契約の問題によって、本には解説やらが付けられず、
『キャッチャー・イン・ザ・ライ』のときや、
柴田元幸訳の『ナイン・ストーリーズ』みたいに、
別な本を出すという解決策があり、
今回は文庫に挟み込みのエッセイがついてる。
そのエッセイはネットでも読める。
新潮社のホームページに載ってた。
あったり前なんだけどべた褒め。
え、そんなに好きだったの!?って驚く。
読み返してみて、すごかったという内容なので、
「実はいい小説なんですよ」みたいなことが書いてあるんだけど、
それにしても褒めすぎじゃあないか。
それは『キャッチャー・イン・ザ・ライ』のときも思った。
それまでのエッセイでは「あんまりね」みたいなことを書いてたと思うんだけど、
なんせ『キャッチャー』って略してさ、
『キャッチャー・イン・ザ・ライ』の解説とか、
『サロンドットコム日本語版』の日本語版オリジナルの一つであるサリンジャーの項目とか、
ミネルヴァ書房だったかの論文集ぽいやつとか、
とろけるくらいの褒めっぷり。
もちろん、宣伝文だから、「〜の点では難があるけれども、概ね良い小説と言ってしまって差支えがないのではないかという意見が、ある業界の中では一定数以上いることがふつうである」なんて書くわけない。
そりゃあ良いって書くに決まってるんだけど、それにしても。
じゃあもっと前から言ってよ!って思っちゃう。
『キャッチャー・イン・ザ・ライ』の対談では「もったりしたしゃべり方は関西弁で訳すとちょうどいいんじゃないか。関西限定で出版しようかな」みたいな話しかしてなかったじゃん!
この変り身、というと悪く言い過ぎなんだろうけど、サプライズというよりは若干ショックである。

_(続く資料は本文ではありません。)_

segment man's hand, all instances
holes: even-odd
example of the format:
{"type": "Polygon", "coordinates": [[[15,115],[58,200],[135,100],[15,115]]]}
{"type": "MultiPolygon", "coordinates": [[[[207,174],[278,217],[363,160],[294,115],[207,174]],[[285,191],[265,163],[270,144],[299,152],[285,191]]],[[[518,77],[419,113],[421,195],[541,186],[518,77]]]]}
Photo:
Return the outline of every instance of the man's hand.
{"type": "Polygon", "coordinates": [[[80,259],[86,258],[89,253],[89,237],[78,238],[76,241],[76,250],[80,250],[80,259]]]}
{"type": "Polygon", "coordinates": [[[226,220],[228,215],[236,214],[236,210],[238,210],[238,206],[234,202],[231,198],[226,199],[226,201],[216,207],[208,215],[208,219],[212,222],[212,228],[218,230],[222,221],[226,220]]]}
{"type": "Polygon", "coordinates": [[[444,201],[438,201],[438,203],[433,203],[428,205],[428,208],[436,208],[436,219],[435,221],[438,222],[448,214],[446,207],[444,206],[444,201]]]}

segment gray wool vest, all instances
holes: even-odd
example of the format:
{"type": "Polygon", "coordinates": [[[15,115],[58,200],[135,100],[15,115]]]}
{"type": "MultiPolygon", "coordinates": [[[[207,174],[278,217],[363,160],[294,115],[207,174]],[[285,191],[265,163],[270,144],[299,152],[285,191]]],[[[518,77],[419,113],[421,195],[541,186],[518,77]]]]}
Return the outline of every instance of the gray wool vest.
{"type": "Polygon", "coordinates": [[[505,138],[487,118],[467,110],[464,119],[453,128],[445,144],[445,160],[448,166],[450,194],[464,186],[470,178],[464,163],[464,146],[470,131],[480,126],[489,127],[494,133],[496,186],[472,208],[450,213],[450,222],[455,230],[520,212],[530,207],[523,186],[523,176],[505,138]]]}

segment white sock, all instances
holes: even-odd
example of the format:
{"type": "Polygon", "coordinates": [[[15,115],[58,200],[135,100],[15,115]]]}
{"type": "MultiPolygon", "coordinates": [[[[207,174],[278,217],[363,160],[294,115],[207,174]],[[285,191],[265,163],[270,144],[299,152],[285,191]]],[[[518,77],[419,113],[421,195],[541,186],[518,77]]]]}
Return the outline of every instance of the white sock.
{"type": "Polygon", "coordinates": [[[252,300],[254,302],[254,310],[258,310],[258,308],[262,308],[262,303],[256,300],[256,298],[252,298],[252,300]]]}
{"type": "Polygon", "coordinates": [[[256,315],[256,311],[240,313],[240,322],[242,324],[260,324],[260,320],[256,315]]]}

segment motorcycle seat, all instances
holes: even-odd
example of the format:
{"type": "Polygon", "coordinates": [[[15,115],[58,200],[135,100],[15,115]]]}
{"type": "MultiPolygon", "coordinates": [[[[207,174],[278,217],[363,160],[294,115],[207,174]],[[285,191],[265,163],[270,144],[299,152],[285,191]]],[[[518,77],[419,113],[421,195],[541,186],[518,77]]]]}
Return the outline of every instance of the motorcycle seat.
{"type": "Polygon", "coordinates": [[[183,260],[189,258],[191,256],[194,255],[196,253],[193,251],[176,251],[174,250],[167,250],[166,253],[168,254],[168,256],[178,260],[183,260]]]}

丸谷才一が『挨拶はたいへんだ』の中で、「結婚式の挨拶は褒め10。他の場合はけなしが2か3くらい。」みたいなことを書いてたと思うんだけど、
もうホント、『フラニーとズーイ』の門出を祝う出初め式の祝辞みたい。
あるいは、女性を口説いてるみたいだ。
『村上さんに〜』みたいなシリーズの読者からの質問に答える本がありますよね。
そこで、「彼女から急に、あたしの好きなとこ100個言ってって言われて困りまして、なんとかそういう時に(大人なんだから)といさめる良い言い方はありませんか」という質問に対して文豪は、
「僕だったら好きなところを110個言います。女性はいくつになっても女の子です」って答えてた。
かっこいいと思ってしまった。
そりゃあ急にそんなことを言えと言われたら困ると思う。
言うとしても、かわいい、あとは、、、おっぱいとかは言っていいのか?みたいな逡巡があるうちに
「ひどい!!!!」とか言われて更に困るというのが見えてくる。
『ノルウェイの森』を初めて読んだときに(大学生はセックスばっかりしてんなあ)と思った馬鹿はそんな点でも尊敬をしたのでした。
その110個挙げるということが、サリンジャー作品の宣伝エッセイでは思い出される。
あの手この手の連続パンチ、度肝を抜くアクション。
小説に対してそんな言い方があるのか、なるほど、目の付け所はそこなのね、うーん褒めにも村上節ですな、などなど、芸を堪能できる。